We had the same experience earlier this month at a chambre d’hote near Carcassonne. It’s listed in a well-known English guide book so the clients tend to be English. The last evening we were joined by three English couples. They all seemed to live in listed houses in stunning parts of England with acres of land. One drove a very large 4-wheel drive which was loaded with boxes of Mouton Rothschild, another drove a Morgan and the third was a newly retired Lt-Colonel. You get the picture.

We all sat down to dinner with our hosts, two delightful French sisters, and the new arrivals started an animated and loud discussion among themselves. The rest of us might not have been there. Being British I was occasionally allowed to put in a word but given that I lived in France I had clearly gone native and was therefore not to be trusted and should definitely have been sitting below the salt. My wife, who speaks fluent English, was ignored as were the two sisters who were welcoming us into their home and to their dinner table. One of the sisters understands English so she was taking everything in. We learned that one had sold his company for several millions and had rented an entire castle in Scotland last Christmas for a family party; another recounted how he had had to knock £50,000 off the asking price for his (listed) house so he wouldn’t get the half-million he expected if he ever sold it. The third said they would next be staying with friends in Vaycare. The others seemed to know where this was and bandied about Anglicised versions of French resorts where they’d been or were going. The rest of us hadn’t a clue where these places were (well, we weren’t supposed to understand, were we). I did so hope they got lost and had to try to ask a local peasant how to get there!
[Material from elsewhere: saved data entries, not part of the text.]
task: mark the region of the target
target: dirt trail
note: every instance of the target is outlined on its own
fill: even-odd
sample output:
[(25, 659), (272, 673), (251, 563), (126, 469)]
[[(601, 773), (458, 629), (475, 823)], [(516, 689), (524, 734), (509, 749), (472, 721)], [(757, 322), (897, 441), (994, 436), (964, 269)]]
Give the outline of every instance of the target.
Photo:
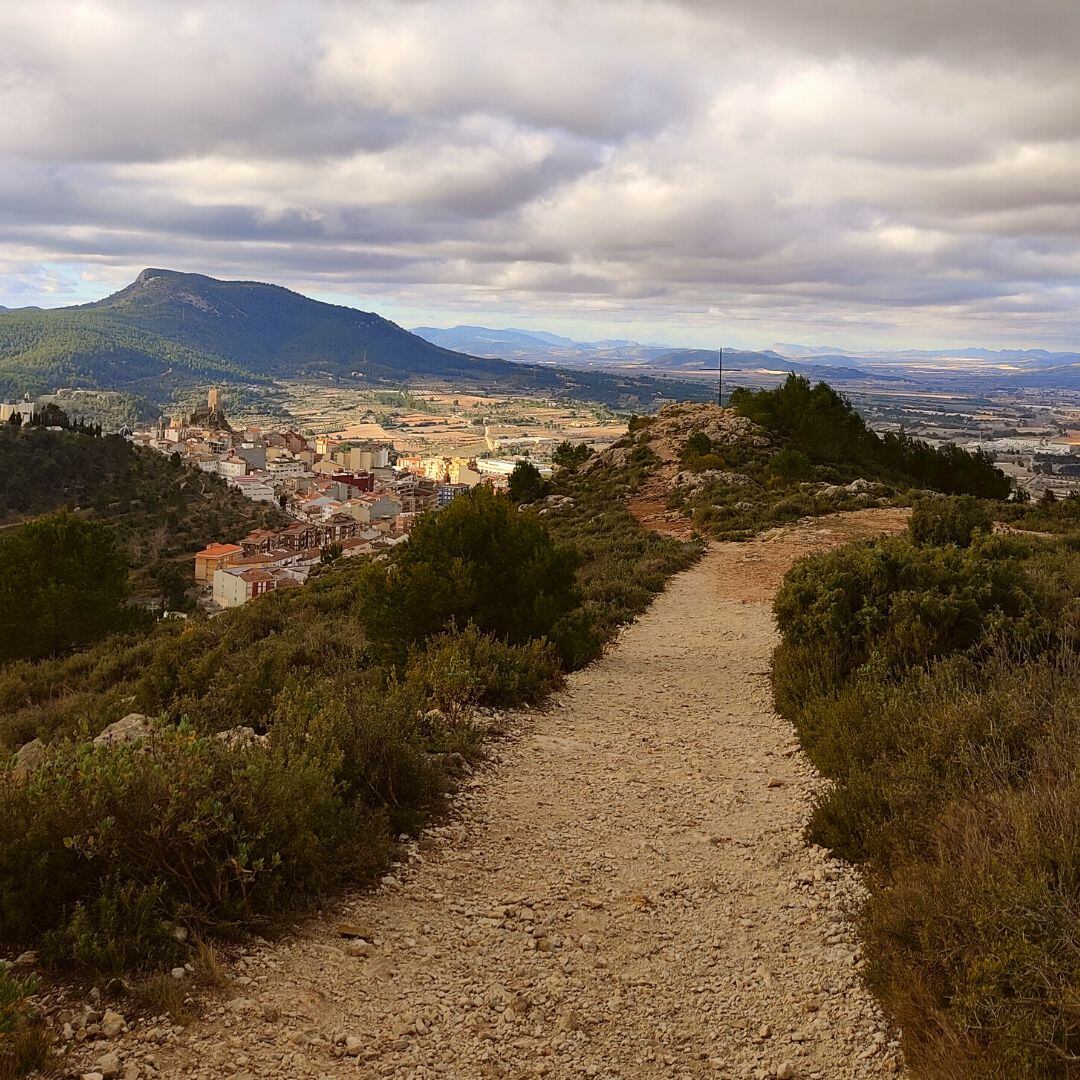
[(187, 1030), (135, 1025), (121, 1063), (170, 1078), (898, 1072), (857, 978), (855, 878), (802, 839), (819, 781), (770, 708), (767, 601), (800, 554), (902, 520), (714, 545), (557, 707), (510, 718), (458, 823), (377, 893), (249, 950)]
It’s as though these people live in a parallel universe where France is still largely part of England. It’s far from the first time this has happened to us, unfortunately. As my wife says: “Ils se croient en pays conquis”.

Anyone know where Vaycare is, by the way?

Why didn’t I do or say something? Well first off because it would have embarrassed our hosts and that would have been even ruder. If you knew me, Jeanette, you’d know I don’t do serf and I’ve never worn a cap in my life! I just found the whole performance pathetic and as such not worth gratifying with an outburst. The Lt-Col was in fact an interesting man when you got him on his own. He’d been places and seen things most of us will never see and probably wouldn’t want to. I could have talked to him for hours. But as part of the pack he wasn’t the same person.

people who live on islands are often insular, I have been through your experience here so many times I can’t remember but I now realise that it is just people who are unsure of themseves and not very intelligent, you have to feel sorry for them!!!